Chaque année, les organisateurs de Dour disposent les différents chapiteaux de manière différente : la Petite Maison dans la Prairie n’est plus dans la prairie, le Labo a pris la place de la Cannibal Stage, etc. Un peu comme un supermarché qui réachalande différemment ses rayons pour que la ménagère passe plus de temps à trouver la mayonnaise et, du coup, s’attarde au rayon lingerie où elle claque tout son pognon. L’idée, toutefois, ne doit pas se situer là dans la nouvelle cartographie du festival mais force est de constater que, cette année, on a l’impression de moins marcher entre les différentes scènes.
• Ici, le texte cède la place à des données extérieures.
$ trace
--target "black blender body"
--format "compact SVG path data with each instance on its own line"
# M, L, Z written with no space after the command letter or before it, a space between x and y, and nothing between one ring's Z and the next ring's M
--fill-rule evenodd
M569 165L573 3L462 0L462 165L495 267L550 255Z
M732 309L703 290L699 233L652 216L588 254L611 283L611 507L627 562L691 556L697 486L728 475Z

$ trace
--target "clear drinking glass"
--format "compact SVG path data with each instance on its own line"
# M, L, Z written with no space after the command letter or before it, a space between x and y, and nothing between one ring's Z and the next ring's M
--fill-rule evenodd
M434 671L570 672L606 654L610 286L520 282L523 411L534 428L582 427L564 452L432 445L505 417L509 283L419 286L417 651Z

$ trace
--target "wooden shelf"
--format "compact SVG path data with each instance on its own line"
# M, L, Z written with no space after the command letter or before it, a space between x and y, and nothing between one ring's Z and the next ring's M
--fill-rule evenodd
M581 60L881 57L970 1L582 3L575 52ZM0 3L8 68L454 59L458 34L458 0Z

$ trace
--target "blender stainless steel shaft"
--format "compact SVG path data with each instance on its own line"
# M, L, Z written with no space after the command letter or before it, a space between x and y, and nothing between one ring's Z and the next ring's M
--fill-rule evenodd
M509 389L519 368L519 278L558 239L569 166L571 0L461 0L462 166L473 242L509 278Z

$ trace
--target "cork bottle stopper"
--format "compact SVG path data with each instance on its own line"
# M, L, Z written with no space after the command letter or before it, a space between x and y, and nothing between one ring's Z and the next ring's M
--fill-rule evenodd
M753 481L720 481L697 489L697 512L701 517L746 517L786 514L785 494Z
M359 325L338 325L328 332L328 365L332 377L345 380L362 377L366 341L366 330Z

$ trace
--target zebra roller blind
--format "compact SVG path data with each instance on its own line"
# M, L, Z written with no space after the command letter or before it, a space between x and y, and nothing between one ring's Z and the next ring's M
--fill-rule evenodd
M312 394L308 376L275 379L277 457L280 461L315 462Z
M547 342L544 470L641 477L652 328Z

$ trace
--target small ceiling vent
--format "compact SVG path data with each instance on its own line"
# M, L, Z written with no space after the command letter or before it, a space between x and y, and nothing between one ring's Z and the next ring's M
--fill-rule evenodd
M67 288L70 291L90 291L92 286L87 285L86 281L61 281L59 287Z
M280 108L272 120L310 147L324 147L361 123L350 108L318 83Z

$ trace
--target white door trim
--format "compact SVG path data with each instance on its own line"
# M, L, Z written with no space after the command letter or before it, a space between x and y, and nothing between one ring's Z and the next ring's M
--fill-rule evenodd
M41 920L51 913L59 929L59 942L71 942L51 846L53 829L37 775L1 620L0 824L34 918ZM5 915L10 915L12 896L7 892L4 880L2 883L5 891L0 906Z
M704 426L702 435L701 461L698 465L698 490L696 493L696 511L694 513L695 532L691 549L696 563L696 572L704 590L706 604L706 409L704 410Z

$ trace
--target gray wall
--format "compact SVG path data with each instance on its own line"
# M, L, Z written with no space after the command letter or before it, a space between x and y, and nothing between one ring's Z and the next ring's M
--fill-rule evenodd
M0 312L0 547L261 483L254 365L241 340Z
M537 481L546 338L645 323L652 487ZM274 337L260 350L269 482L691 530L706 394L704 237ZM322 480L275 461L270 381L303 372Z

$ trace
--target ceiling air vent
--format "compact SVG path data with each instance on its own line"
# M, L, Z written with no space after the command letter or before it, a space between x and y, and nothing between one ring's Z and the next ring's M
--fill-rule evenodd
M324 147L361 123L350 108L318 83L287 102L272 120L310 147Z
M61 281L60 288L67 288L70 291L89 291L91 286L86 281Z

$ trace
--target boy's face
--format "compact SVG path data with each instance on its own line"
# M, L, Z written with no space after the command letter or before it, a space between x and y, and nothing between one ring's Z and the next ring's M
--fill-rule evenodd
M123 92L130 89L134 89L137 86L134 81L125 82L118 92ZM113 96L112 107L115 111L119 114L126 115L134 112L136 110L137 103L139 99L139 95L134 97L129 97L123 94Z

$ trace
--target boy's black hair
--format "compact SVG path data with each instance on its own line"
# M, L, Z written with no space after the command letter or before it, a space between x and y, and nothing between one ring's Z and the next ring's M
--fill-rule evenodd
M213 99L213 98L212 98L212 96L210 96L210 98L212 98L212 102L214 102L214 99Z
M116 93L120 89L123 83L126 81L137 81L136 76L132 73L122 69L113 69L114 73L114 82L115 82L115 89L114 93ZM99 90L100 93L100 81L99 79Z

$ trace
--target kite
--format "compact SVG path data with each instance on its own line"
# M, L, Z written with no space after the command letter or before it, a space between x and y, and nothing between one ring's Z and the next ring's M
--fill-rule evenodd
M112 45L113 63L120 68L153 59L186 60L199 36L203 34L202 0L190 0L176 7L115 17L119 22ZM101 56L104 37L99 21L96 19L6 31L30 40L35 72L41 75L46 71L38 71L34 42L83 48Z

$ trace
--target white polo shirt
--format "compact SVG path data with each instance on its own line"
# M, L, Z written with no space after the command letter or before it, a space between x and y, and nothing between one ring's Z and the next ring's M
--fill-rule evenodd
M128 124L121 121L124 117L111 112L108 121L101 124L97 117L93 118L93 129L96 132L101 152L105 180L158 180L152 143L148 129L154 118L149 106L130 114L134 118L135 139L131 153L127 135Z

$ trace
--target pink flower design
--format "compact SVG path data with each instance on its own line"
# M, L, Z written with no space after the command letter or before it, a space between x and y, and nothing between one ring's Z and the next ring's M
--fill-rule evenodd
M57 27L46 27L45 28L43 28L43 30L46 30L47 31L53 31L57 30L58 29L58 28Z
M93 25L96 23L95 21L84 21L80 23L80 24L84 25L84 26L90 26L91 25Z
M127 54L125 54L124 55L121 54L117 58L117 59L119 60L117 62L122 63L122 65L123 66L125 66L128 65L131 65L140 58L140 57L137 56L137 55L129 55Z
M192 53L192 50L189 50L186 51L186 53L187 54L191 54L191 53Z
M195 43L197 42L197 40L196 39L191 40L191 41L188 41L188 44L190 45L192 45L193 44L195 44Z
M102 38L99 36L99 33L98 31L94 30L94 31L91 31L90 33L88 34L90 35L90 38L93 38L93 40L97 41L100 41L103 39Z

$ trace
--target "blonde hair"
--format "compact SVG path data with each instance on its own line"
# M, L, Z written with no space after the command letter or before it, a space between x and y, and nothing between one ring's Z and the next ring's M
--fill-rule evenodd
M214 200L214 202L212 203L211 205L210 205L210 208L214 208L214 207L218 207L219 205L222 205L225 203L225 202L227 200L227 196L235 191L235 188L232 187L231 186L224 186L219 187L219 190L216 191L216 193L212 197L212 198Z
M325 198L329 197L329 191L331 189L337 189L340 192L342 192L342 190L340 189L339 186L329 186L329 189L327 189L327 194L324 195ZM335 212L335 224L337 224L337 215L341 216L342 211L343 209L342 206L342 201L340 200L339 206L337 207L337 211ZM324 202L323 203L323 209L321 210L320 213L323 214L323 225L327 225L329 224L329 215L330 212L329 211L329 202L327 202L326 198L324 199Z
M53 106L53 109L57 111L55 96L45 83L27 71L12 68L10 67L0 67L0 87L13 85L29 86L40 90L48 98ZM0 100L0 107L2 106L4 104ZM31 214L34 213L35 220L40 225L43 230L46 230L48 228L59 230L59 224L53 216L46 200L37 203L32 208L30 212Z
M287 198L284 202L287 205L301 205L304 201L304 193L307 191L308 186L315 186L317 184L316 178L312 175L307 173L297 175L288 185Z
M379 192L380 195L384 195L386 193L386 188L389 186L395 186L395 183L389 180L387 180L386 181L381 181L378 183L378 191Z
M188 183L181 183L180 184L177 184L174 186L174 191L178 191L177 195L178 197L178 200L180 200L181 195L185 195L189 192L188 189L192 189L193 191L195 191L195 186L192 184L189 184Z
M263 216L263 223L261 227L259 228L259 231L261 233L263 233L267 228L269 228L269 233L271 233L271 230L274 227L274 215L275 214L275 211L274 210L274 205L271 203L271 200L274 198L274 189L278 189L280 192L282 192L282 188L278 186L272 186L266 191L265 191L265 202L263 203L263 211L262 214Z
Ce qui n’est pas un luxe vu les températures affichées jeudi à Dour (32 degrés annoncés, bien plus ressentis) et l’éclectisme d’une affiche qui fait qu’il est impossible de se cantonner à une seule scène. Un détour par la Cannibal Stage - qui avait un accent stoner assez prononcé - s’imposait dès les aurores (vers 13h20, le temps de digérer les 2 Many DJ’s de la veille et l’euphorie de se retrouver entre potes pour faire la fête) avec My Diligence. Les Bruxellois n’étaient pas là pour discuter ou plaisanter mais pour présenter un premier album bien ficelé.

Quelques heures plus tard, du lourd toujours, mais avec davantage de charme vu la plastique de la chanteuse de Blues Pills. Elin Larsson, la Janis Joplin scandinave (parfois, certains écrivent n’importe quoi), est mignonne mais son blues-rock manque d’originalité.

Les gars de Soviet Suprem, eux, essaient de se la jouer décalé. Les pseudos des deux Parisiens - John Lénine et Sylvester Staline - font sourire mais le hip-hop goulag qui se veut groovy fait davantage penser à une parodie de Michaël Youn (jusque-là, on ignorait que ça pouvait exister) qu’à autre chose. Fuyons une Last Arena avec laquelle Rival Sons parviendra à nous réconcilier. Les mecs ont écouté Led Zep, c’est clair. Ils ont même adopté certains de leurs codes mais ça tient la route sur un bitume surchauffé.

Comme Raury (hip-hop, soul et rock dans un grand barnum vitaminé), Dario Mars & The Guillotines (dont on parle ci-dessous et qui est un vrai coup de cœur) ou Songhoy Blues (du rock malien à la banane contagieuse). Et bien d’autres sous un soleil qui n’a pas plombé la journée.